À quelques pas de nous, sur la rive, un groupe d’Indiens en habits de fête, la figure barbouillée de rouge, de jaune et de blanc, immobiles comme des statues, appuyés sur leurs fusils, nous examinent d’un air sombre et inquiet. Sans doute, ils se demandent ce que renferme cet immense bateau de feu, qui, l’année précédente, leur apportait le choléra, et s’il n’est pas cette fois-ci porteur d’un fléau plus terrible encore.

À peine avons-nous touché terre, qu’une cinquantaine de jeunes guerriers et de femmes envahissent le pont, pénètrent dans le salon, dans les cuisines, partout enfin, examinant, touchant et goûtant tout, et malgré les remontrances de nos cuisiniers nègres, une immense marmite remplie de bouillie de mais est vidée en un instant. Le reste des provisions aurait sans doute eu le même sort, si un des chefs n’était arrivé à temps pour disperser à coups de fouet cette bande de loups affamés.

L’ordre est bientôt rétabli, et une dizaine de sauvages bien armés et uniformément habillés par la Compagnie, remplissent d’un air grave et digne le rôle de gendarmes et d’officiers de police.

Îles flottantes du Missouri.

Le fort Pierre est un immense carré, formé de quatre murailles en palissades d’une hauteur de cinq mètres et d’une longueur de deux cents ; il est défendu au nord, à l’est et au sud-est par trois bastions armés de canons.

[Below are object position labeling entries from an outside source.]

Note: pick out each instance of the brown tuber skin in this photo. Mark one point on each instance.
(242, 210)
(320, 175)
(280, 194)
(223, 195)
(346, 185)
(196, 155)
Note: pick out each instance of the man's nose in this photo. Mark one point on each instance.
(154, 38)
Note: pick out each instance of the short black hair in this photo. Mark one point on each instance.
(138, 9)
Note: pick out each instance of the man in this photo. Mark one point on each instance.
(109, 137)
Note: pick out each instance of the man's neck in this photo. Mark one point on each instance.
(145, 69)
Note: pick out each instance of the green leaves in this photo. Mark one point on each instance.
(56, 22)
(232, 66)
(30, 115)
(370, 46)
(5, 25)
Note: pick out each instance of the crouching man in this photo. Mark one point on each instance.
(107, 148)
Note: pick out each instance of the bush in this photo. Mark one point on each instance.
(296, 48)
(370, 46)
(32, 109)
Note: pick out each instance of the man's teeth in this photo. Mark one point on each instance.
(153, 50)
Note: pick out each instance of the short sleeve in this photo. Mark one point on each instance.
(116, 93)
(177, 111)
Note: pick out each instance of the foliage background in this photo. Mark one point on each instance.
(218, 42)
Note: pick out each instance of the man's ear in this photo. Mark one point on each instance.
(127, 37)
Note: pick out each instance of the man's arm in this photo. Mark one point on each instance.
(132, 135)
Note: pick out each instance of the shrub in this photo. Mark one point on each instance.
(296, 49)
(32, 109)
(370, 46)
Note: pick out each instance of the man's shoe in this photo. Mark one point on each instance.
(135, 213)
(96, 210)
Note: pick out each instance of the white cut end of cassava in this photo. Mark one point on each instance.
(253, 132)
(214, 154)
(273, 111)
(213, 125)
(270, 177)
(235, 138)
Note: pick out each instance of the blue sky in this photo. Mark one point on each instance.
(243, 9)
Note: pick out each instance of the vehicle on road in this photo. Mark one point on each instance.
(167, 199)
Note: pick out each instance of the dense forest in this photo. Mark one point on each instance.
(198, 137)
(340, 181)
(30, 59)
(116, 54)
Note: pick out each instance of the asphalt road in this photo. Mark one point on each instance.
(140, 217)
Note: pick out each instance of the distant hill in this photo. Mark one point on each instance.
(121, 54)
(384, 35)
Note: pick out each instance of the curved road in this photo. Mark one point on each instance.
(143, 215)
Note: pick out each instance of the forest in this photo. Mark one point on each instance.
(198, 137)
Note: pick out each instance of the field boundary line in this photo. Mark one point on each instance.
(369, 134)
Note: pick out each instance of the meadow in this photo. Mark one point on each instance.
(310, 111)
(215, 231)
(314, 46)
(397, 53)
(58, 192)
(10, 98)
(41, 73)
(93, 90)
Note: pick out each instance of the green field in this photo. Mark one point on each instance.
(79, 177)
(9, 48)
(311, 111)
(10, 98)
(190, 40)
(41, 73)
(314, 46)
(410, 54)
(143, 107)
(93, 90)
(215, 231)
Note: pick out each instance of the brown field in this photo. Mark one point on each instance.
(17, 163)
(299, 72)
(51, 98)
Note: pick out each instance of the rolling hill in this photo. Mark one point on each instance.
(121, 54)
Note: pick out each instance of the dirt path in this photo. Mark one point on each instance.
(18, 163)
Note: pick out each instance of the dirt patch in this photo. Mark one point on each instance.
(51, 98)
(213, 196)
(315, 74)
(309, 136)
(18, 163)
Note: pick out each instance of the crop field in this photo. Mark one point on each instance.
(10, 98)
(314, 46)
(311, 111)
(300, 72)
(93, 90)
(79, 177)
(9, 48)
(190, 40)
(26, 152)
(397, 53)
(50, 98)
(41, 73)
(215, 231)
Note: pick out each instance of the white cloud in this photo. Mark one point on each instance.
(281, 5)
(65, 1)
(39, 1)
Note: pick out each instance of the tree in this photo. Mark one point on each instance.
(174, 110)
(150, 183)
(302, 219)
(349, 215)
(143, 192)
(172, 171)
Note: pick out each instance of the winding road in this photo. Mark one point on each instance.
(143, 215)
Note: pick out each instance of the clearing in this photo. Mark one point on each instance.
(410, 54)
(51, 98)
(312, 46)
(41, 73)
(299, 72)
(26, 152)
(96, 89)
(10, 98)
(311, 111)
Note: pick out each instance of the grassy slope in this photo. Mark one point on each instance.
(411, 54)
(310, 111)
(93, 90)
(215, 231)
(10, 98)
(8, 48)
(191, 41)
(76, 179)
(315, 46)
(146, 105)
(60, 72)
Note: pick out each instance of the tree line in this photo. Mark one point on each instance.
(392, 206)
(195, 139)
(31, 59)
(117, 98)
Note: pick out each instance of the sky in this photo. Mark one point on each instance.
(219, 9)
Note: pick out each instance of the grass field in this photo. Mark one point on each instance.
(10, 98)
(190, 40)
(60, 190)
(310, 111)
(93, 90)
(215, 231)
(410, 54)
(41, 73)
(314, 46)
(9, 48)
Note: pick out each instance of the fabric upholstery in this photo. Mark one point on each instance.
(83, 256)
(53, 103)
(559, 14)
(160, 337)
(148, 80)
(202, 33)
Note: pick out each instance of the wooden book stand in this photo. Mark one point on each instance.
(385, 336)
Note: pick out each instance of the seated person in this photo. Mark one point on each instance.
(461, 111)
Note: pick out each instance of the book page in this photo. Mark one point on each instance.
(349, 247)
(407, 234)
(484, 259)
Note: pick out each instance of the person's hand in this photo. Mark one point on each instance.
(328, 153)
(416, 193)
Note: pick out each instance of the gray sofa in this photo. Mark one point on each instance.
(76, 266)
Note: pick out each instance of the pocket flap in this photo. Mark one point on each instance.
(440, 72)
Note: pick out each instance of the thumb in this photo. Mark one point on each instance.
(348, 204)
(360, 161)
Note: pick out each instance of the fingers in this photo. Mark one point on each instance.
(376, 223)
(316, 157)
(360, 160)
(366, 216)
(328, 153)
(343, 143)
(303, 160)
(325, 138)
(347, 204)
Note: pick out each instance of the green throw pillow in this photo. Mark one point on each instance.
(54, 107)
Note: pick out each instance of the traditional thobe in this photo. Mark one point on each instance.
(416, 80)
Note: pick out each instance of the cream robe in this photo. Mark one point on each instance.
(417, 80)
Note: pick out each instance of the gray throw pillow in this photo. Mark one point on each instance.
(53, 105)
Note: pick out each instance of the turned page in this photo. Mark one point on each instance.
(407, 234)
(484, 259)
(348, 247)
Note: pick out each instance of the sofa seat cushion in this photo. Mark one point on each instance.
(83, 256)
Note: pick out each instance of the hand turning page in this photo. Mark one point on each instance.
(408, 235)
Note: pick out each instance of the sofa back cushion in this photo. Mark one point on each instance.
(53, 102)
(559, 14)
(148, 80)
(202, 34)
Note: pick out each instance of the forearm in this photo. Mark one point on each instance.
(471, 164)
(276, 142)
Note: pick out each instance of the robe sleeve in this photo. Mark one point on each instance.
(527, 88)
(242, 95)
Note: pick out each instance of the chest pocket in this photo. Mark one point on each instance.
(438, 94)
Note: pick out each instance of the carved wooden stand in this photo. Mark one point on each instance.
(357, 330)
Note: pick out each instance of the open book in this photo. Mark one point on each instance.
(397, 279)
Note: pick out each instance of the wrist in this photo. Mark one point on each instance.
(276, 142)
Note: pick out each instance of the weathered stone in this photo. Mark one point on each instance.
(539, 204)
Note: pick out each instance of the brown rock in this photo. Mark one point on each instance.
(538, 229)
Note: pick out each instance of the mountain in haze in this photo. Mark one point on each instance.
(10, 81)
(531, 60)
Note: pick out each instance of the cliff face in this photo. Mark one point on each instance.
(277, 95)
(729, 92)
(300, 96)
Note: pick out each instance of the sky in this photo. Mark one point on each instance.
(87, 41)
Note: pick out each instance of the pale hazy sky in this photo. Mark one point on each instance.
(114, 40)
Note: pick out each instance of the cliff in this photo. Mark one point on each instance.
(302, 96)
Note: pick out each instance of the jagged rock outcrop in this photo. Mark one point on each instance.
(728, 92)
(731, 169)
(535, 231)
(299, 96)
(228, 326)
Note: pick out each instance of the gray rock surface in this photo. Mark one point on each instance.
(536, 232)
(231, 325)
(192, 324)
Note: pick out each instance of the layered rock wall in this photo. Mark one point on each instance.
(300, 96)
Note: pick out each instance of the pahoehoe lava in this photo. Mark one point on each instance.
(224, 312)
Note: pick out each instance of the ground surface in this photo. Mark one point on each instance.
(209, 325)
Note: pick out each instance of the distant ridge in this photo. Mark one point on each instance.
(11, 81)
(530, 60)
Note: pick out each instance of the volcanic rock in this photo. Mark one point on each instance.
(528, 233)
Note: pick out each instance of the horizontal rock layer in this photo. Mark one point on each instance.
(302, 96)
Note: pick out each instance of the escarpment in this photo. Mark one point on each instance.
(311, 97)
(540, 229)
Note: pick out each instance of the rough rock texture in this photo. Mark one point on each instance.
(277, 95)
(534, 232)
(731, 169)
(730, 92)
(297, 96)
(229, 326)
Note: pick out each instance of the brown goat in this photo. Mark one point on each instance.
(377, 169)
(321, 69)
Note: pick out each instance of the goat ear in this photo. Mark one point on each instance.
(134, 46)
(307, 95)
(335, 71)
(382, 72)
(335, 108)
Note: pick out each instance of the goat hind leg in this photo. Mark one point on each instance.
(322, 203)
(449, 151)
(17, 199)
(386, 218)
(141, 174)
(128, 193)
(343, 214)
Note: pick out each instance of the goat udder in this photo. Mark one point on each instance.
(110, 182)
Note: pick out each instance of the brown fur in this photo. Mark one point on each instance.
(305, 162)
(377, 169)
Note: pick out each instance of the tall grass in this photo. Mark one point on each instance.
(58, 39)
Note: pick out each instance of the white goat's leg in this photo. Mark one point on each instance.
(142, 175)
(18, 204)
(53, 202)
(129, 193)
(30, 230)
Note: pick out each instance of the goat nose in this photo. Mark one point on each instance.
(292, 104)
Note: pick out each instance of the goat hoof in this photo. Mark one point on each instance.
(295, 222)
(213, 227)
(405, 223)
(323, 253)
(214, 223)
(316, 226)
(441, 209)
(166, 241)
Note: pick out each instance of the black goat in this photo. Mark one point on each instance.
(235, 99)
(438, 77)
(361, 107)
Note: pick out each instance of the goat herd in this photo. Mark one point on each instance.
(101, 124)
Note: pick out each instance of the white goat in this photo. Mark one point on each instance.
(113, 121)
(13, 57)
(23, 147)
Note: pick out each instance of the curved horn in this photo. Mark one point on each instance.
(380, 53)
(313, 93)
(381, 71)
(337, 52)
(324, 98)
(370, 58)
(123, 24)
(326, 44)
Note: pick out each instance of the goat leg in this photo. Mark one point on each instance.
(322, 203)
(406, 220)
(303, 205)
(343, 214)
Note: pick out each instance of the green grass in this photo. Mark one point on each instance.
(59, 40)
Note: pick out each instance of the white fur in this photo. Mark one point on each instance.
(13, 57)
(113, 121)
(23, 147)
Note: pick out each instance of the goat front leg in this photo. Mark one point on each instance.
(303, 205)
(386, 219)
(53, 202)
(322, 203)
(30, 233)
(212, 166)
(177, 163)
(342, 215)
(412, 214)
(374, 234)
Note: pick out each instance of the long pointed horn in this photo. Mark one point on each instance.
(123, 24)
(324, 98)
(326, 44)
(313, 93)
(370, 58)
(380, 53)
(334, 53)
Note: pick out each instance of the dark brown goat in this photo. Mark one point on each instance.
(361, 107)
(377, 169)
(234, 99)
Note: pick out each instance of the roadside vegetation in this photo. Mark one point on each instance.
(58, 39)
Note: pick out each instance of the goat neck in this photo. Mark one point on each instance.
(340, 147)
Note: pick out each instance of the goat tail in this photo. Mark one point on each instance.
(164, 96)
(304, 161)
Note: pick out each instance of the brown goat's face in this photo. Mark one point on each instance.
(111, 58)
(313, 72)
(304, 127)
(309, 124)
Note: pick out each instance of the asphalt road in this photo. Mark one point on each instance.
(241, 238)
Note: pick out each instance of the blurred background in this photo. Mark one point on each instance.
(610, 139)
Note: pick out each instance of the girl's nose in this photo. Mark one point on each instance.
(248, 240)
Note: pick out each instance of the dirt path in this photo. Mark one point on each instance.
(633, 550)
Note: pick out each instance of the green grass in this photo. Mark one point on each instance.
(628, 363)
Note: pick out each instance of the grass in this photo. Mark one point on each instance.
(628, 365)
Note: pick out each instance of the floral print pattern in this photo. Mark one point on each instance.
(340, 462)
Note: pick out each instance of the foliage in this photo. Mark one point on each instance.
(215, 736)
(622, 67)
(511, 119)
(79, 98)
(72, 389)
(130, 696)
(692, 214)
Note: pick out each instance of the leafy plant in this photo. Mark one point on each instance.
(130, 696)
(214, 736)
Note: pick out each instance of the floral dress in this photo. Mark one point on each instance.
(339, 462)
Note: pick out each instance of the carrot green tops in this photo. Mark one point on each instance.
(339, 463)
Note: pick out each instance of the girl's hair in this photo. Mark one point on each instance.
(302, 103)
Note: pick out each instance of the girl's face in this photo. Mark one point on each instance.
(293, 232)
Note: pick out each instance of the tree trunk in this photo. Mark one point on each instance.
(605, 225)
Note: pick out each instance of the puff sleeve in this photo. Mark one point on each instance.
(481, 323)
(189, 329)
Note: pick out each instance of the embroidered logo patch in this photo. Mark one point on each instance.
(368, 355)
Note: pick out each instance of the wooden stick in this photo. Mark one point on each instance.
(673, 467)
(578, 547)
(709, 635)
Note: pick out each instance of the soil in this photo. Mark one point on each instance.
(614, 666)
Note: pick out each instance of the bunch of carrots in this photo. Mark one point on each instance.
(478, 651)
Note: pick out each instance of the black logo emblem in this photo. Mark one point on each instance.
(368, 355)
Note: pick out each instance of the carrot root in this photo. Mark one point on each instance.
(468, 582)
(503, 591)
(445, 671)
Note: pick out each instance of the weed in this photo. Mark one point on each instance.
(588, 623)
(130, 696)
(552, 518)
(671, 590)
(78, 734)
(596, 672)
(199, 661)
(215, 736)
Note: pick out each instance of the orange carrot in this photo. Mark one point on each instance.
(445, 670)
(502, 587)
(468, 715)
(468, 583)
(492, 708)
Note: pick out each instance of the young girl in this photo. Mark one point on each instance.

Les bâtiments de la Compagnie sont construits parallèlement aux palissades ; ce sont les habitations des employés, directeurs, commis, interprètes, puis d’immenses magasins remplis de provisions, de marchandises et de fourrures, une forge où l’on fabrique des haches, des casse-tête et des couteaux pour les Indiens, des ateliers de menuiserie, ferblanterie, enfin des écuries et étables, et une poudrière.

Le gouverneur du fort nous reçoit de la manière la plus gracieuse, et nous fait préparer par une de ses femmes un excellent déjeuner, où figurent des langues de bison, du pemmican[2], et d’excellent pain de maïs.

Établi depuis nombreuses années dans le territoire sioux, il a adopté certains usages indiens et entre autres la polygamie, non pas, nous dit-il, dans un but condamnable, mais simplement par politique et pour les intérêts de son commerce. Entouré de sept femmes appartenant à sept tribus différentes de la nation dakotah, il a ainsi l’avantage d’être assuré du dévouement d’une armée de beaux-frères, d’oncles et de cousins, ce qui lui donne une grande influence et facilite ses rapports avec les Indiens. Nous reproduisons cette excuse pour ce qu’elle vaut.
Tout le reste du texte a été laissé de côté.